タカ打線、オチョクリ投法にヤラレた!



 最初に2連勝したチームの日本一の確率は91%。「残りの9%の仲間入りはしたくないね」といって、本拠地、福岡に入った来たダイエー・王監督、まさかの3連敗で王手を先に取られてしまった。

 第5戦の先発の若田部は藤井人形を自らベンチに運びながら、「一番やってはいけないのが空中戦(本塁打)だよ。守っている人が防ぎようがないもの」といっていた。そのやってはいけない空中戦を3本も食らってしまったのだ。

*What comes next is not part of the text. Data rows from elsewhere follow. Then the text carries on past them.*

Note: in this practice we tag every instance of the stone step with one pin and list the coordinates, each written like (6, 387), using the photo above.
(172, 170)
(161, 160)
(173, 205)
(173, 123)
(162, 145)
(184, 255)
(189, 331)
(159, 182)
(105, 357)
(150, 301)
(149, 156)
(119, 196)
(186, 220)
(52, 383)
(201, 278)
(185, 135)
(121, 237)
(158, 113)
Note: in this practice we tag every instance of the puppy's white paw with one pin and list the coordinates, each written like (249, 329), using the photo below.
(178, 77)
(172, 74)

 ダイエー打線は“ストライクゾーンからの落ちる変化球に弱い”というデータが、巨人バッテリーには伝えられていた。ダイエーサイドでは、それを分かっていながら、上原、斎藤雅、高橋尚の変化球を打ちあぐんでしまった。

 「ウチの連中はまだ若いんだよ。ストライクゾーンの中で攻めてくる相手には強いけど、オチョクリ投法には弱い。力勝負以外で負けてしまった」と、黒江助監督はダイエー選手の純粋さを嘆く。ある球団職員は「ウチもいろいろあるけどGはもっとあるのに、打たれ強いねぇ。百戦錬磨だ」と巨人のしたたかさに舌を巻いていた。

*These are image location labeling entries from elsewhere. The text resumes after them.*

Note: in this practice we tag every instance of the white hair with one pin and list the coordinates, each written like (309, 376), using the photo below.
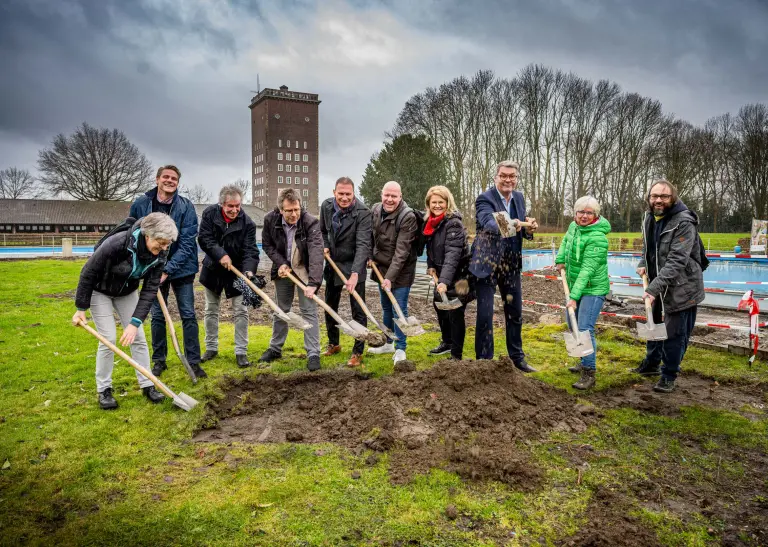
(159, 226)
(587, 201)
(507, 163)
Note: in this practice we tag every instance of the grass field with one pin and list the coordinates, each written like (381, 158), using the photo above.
(74, 475)
(712, 241)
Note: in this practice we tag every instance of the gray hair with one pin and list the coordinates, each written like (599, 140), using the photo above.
(507, 163)
(159, 226)
(587, 201)
(228, 192)
(288, 194)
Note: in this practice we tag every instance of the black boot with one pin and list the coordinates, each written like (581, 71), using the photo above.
(106, 400)
(587, 379)
(152, 394)
(442, 349)
(208, 355)
(647, 369)
(198, 370)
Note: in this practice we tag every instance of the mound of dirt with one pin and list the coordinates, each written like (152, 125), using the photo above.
(464, 416)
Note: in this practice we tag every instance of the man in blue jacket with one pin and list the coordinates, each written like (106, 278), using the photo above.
(498, 261)
(179, 272)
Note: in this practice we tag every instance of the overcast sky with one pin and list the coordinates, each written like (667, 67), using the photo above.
(176, 75)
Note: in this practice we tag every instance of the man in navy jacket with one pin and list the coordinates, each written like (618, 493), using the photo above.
(179, 272)
(498, 261)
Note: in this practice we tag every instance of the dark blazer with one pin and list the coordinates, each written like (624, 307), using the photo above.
(350, 247)
(115, 269)
(489, 249)
(182, 256)
(236, 239)
(309, 241)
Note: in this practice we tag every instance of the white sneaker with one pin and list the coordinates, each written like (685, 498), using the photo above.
(386, 348)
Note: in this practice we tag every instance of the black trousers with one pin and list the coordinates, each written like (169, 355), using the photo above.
(332, 298)
(511, 293)
(452, 327)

 ダイエーの選手サロンには、中内オーナーが自ら書いた“昔は巨人・大鵬・卵焼き。今はホークス・曙・ハンバーガー”と書いた文字が躍っていた。本拠地でのダイエーは、曙の負けるときのパターンと同じように、変化にもろかったのだ。

 足を痛めていた松中が、それをかばって自分のバッティングを崩している。わき腹痛の小久保も自分のバッティングができていない。この2人のチームリーダーは「明日の上京前には藤井さんの霊前を訪れてから空港に行こう」と話した。

 主将の秋山は「今までのシリーズで先に王手を取られてから逆転した経験が3回もあるんだ。昨年日本一になった意味は、これから出るんだ」と、巨人に流れが行き始めていると見る世相に猛反発した。

 「連勝したとき、あの強い巨人に勝てるのではと色気が出た。ここまで来るとかえって開き直れる」と先に追い込まれたときの効用を秋山はボソボソと語っていた。

 「3連勝できる」と最初からミーティングで言っていたという王監督。「一日も早く野球を離れたい」と言って、東京を離れてから6日、「一日でも長く野球をやりたい」と前言を翻したのだ。泣いても笑ってもあと2日だけだ。